Kane and I have taken thousands of photos over the years that Dirty Wall Project has worked for this community. We document the lives of the people we help as a tool for this blog to give readers a visual feast to attach to the story and give a face to a name and a name to a face. It is important to us that the readers of this blog get to meet the people whose lives we write about and care about.
The camera is always dangling off my shoulder, never in a case, always ready. If I’m not using it the kids use it to take photos of their friends, their homes and stray cats and us. My workhorse camera, a Nikon D90, (now with a taped lens, dust in the crevices of the lens cap, a cloudy monitor, faded symbols on the control buttons, and a strap with a shadow of the Nikon logo that has been soaked with sweat) has been dropped, bashed, passed around and the lens has been smeared with countless tiny fingerprints when the kids grab the camera to see their image on the monitor. The kids are brilliant at figuring out the controls and a few of them have a keen eye for composition and a definite flare for photography.

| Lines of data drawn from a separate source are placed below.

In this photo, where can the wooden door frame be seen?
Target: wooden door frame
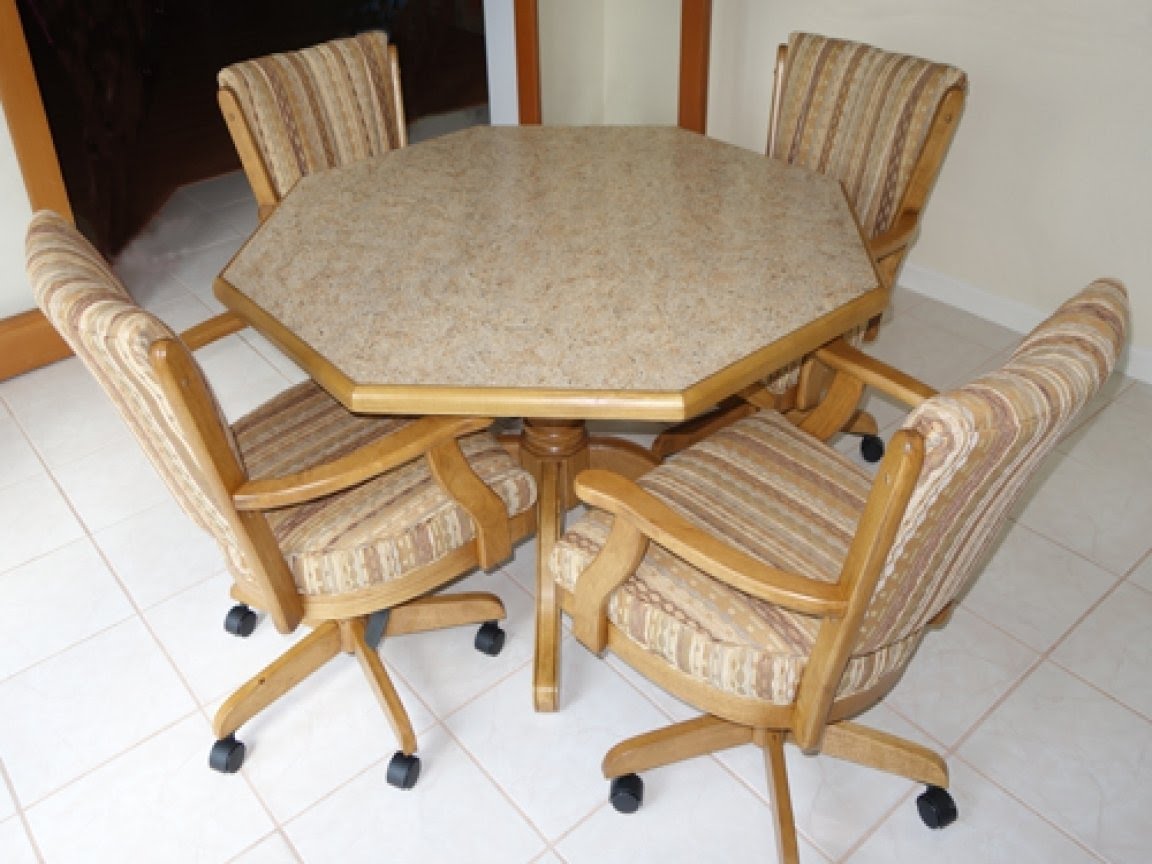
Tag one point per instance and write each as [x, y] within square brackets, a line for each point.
[695, 39]
[27, 340]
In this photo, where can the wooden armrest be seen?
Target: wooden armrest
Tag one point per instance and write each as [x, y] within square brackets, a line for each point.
[896, 239]
[362, 464]
[213, 328]
[660, 523]
[842, 357]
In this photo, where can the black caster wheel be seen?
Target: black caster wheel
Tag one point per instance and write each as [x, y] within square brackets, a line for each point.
[872, 448]
[490, 638]
[937, 808]
[240, 621]
[403, 771]
[227, 756]
[627, 794]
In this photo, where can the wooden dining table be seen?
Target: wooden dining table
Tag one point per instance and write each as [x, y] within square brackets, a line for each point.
[555, 274]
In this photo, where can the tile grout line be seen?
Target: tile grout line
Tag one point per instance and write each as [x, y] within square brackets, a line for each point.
[21, 812]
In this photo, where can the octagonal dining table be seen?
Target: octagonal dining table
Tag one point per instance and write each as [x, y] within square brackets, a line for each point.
[555, 274]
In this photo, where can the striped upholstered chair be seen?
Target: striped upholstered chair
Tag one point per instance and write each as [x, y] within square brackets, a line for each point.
[340, 522]
[766, 580]
[320, 107]
[881, 124]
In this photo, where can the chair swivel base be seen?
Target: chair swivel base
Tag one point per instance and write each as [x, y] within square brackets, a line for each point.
[937, 808]
[241, 621]
[403, 770]
[626, 793]
[227, 753]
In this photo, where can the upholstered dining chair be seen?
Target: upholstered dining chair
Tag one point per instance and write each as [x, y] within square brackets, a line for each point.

When I’m not taking photos to document a blog post I almost always heed the call, “Please, click my photo!” Women quickly arrange their sari’s pulling the free end over their heads as a veil, men check their collars, smooth their shirts and swipe their hands through their hair, kids grab a friend and make faces. Having their photo taken can be a serious business and the usual pose is unsmiling, hands at their sides. But if I can catch them before they “pose” I get delightful images and candid expressions. They direct me. Whole body please, or only from the neck up please. They check their image in the screen and then rearrange themselves for one more photo please…Outside of the community I am asked to take photos of barbers, shopkeepers, brash groups of male teenagers, ladies selling fruit on the pavement and the occasional rickshaw driver. Never imagining they will get a copy of the photo, it is always a thrill to find them again and give them the photo that they may have forgotten I took.
We try to document their lives whether it is a new baby, a visiting relative, a new shirt, a birthday party or a school function. They are usually content to see their image on the monitor on the back of the camera, but we decided that a hard copy of their photos is just one more way for DWP to contribute to the community. We give out hundreds of photos every month. I have finally figured out a way to distribute them without causing pandemonium. I sort them in groups according to where the subjects live in the community, wrap each group of photos in white paper, label the paper, and then have some of the kids help me deliver them. They bound down the lane ways knocking on doors, shouting out names, flipping through stacks of images until they find the right photo to give to each person. There is anticipation, elation, and always a little shout of joy when someone receives their photo.
Just a shiny piece of paper with an indelible image of their families or themselves – a moment in their lives saved and savoured.
Although a picture is worth a thousand words – I only have a few – Thank you DWP donors for making sweet moments possible.